Experimental Research
The major thrust of experimental biophysics group are the dynamics of protein-DNA interactions at different length and time scales. While Prof. Weninger uses atomic rulers to observe conformation changes on the scale of 2-8 nm, Prof. LeBlanc research approach utilizes confocal microscopy with time-correlated single photon counting to study multi-protein ribosome complexes interacting with DNA, Prof. Wang uses atomic force microscopy to probe configurations of DNA-protein complexes at the scale of 2 nm to 1 micrometer. Prof. Riehn uses nanofluidic manipulation to probe large DNA configuration under protein action at the scale of 300 nm to 100 micrometer.
Beyond that focus, Prof. Weninger’s laboratory is investigating intrinsically disordered proteins, protein folding in the nervous system, and membrane fusion in viruses. His dominant technique is single molecule fluorescence resonance energy transfer (FRET). Prof. Wang is investigating the 1-dimensional search process of proteins along DNA using a DNA-tightrope assay. She is developing novel techniques for achieving functional contrast (DNA versus protein) in atomic force microscopy. Prof. Riehn is interested in nanofluidics, single-cell analysis, epigenetics, polymer physics, far-out-of equilibrium response of polyelectrolytes to electric fields. His interests also include nanophotonics and populations of ants.
Prof. Lim is developing nanoparticle probes for biological imaging and analysis. Current projects include plasmonic enhancement of upconversion particles (with Prof. Hallen), tracking of rotational motion of proteins traveling on DNA (with Dr. Wang), and electrically addressed microarrays for pathogen detection and identification.
Prof. Elting probes the mechanics of the mitotic spindle, the cytoskeletal machinery that aligns chromosomes during cell division and delivers them into two new daughter cells. She combines live cell confocal microscopy with mechanical perturbations such as laser ablation and molecular engineering, in both fission yeast and mammalian cells. She is also a member of the CFEP cluster on Modeling the Living Embryo.
Prof. Clarke studies the physics of nanomechanical, nanoelectric, and nanooptic systems. She is investigating how electrospun nanofibers can be used as scaffolds for 3-dimensional cell and tissue cultures.

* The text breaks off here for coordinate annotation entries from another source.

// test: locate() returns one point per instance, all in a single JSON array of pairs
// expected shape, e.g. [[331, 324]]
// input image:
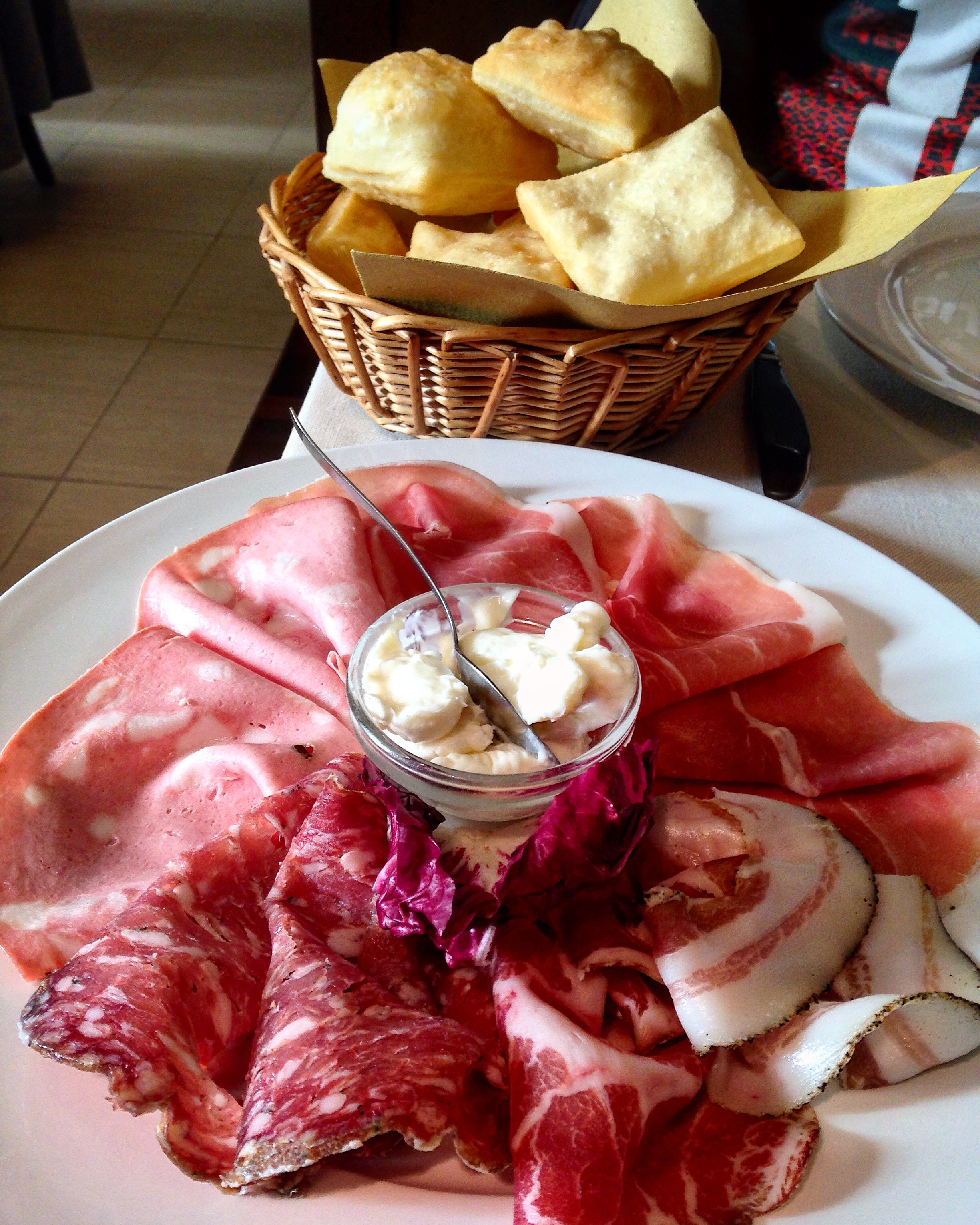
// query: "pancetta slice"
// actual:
[[890, 1038], [697, 618], [171, 988], [928, 826], [351, 1044], [743, 963], [467, 531], [277, 592], [907, 950], [149, 755], [585, 1117]]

Prof. Daniels studies the nonlinear and nonequilibrium mechanics of soft materials, including biological-derived gels and lipids. She is particularly interested in understanding how elastic forces, capillary forces, and viscous forces interact to generate deformations, dynamics, and fracture.
Prof. Hallen develops optical micro-and nanoprobes. He currently is using Raman microprobes to detect heme in dinosaur bones, and has worked on resonance Raman detection of DNA modifications and transfer of nuclear material from cells.
Prof. LeBlanc is fascinated by the large numbers of protein machines called enzymes that coordinate to carry out complex biological processes. Her research focuses on understanding the molecular details of essential pathways. The LeBlanc lab seeks to uncover precisely how individual proteins interact with their binding partners, how those interactions are modulated by dynamic conformational changes, and how enzymes fail in complex diseases such as cancer. Of particular interest are the protein – nucleic acid interactions involved in the ribosome assembly pathway. She is also interested in exploring biological sensing applications with quantum dots.